Fact Sheets

/Fact Sheets

MCERC Animal Fact Sheet

Each section here is dedicated to an animal that MCERC does research on. Hover over each icon to learn fun facts about each species!

Humpback Whales

Megaptera novaeangliae

Humpback whales are known for their unique and beautiful songs. These songs can be heard from miles away and are often a sequence of moans, howls, and cries.

Humpbacks undergo seasonal migrations, traveling between their feeding and breeding grounds.

Humpback whales exhibit different behaviors, like breaching, spyhopping, and more.

Humpback whale populations severely decreased during the height of the commercial whaling industry, however, most populations have been able to recover!

Killer (Orca) Whales

Orcinus orca

Killer whales can make a wide variety of sounds to communicate with other members of their pod. Each pod can actually have its own distinctive sounds too!

Killer whale pods can either be resident or transient.

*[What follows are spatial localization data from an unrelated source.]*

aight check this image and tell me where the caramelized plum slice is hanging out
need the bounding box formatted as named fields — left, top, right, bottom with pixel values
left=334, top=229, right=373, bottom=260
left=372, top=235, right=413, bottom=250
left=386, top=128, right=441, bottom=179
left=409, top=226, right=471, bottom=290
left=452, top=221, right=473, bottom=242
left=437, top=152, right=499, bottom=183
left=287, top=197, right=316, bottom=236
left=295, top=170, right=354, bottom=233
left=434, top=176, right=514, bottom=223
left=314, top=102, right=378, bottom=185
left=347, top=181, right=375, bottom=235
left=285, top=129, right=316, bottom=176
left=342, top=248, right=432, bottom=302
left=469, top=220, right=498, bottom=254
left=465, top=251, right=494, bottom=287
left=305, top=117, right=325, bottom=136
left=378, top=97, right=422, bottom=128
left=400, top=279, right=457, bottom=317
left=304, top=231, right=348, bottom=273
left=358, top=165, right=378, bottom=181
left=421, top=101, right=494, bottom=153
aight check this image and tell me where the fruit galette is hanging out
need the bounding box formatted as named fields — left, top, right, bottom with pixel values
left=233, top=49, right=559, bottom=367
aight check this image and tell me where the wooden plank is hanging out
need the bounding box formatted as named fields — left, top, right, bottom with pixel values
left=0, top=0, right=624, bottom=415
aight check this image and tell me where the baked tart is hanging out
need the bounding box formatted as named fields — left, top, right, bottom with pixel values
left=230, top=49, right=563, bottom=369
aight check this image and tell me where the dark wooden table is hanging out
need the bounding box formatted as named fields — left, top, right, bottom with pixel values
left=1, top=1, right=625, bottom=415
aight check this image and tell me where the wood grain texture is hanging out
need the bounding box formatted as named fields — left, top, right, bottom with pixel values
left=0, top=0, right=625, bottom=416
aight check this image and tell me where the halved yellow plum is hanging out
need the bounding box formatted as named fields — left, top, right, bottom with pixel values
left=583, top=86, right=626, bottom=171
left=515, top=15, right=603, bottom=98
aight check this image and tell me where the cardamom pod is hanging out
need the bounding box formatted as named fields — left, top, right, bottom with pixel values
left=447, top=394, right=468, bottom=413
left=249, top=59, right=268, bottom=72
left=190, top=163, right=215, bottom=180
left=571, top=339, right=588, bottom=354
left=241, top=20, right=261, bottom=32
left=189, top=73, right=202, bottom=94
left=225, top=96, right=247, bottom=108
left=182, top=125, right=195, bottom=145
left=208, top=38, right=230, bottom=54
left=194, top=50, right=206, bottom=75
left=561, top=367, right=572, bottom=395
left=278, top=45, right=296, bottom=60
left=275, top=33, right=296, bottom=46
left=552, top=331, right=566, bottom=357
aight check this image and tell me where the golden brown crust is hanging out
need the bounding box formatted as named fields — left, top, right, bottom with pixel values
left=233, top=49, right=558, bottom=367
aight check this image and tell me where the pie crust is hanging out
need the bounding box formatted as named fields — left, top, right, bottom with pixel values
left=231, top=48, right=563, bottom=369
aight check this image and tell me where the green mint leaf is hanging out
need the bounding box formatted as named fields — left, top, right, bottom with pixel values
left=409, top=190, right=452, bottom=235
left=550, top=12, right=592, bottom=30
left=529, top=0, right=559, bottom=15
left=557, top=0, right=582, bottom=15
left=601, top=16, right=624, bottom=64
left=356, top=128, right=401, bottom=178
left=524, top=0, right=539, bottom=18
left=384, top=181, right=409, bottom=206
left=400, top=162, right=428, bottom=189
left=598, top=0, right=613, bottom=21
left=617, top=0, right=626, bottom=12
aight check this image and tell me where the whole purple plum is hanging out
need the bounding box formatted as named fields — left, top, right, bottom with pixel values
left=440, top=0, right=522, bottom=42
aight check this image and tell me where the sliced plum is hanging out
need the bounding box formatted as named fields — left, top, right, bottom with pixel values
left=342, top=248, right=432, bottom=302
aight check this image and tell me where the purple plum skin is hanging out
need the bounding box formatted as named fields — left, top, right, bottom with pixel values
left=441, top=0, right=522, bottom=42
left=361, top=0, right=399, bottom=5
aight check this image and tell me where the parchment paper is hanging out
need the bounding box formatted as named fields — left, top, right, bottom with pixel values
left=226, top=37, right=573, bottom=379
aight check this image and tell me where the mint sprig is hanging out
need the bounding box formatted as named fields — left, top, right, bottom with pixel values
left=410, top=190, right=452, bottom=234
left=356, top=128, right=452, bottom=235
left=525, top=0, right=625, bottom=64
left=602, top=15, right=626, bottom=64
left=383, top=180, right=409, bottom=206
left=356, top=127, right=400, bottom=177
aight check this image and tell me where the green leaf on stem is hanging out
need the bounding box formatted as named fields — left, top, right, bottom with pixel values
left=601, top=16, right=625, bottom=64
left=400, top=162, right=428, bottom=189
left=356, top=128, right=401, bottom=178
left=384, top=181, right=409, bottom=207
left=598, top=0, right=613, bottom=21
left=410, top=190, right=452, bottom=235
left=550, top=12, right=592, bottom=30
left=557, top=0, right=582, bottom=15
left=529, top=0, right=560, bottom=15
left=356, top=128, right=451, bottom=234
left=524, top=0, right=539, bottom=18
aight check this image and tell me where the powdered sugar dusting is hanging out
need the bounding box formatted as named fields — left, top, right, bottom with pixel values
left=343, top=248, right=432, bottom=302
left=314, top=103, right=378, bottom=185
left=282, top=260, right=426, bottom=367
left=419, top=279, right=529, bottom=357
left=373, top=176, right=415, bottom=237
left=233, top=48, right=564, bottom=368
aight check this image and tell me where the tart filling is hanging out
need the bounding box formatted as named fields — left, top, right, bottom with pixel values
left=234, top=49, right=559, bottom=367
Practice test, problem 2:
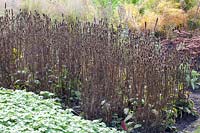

Killer whales use echolocation to hunt.

Killer whales are a highly intelligent species, often coordinating different hunting techniques to efficiently catch their prey.

Amazon River Dolphins

Inia geoffrensis

Males are often pink in color and become more attractive to the females the brighter they are!

The Amazon River Dolphin lives exclusively in the Amazon River.

The Amazon River Dolphin uses echolocation to find its food.

The only threat to the Amazon River Dolphin is humans.

Trichechus manatus

Manatees are aquatic herbivores, often enjoying a diet of seagrass and different aquatic plants.

Manatees never leave the water, but they come to the surface to breathe. They can be found in both fresh AND salt water!

Manatees are strong swimmers due to their paddle-shaped tail.

Manatees fart to adjust their buoyancy!


Dugong dugon

The closest living aquatic relative of the dugong is the manatee, however, they are actually more closely related to elephants than other marine mammals!

Dugongs live exclusively in saltwater and are herbivores, like the manatee!

Dugongs are at risk to different anthropogenic impacts, like fishing gear entanglements and boat strike injuries.

Dugongs don't have great eyesight, but they do have excellent hearing. They communicate using barks, chirps, squeaks, trills and other sounds - similar to walruses!


Sharks are part of a group called "elasmobranches"

Sharks do not have bones! Instead, they are made of cartilaginous tissues.

Hundreds of different shark species can be found in oceans across the world.

Sharks have unique electroreceptor organs that aid in capturing prey!

Shark teeth are infinite! They are constantly losing and growing teeth.

Sea Turtles

Sea Turtles are part of an order called "Testudines"

Green sea turtles actually get their name from the green color of their fat!

There are 7 different species of sea turtles worldwide!

The largest species of sea turtles are the leatherbacks, measuring up to 6ft long and weighing between 550 - 2,000 lbs!

Every year, thousands of female Kemp’s Ridley sea turtles congregate along beaches in Mexico to nest together in what is known as “arribadas.”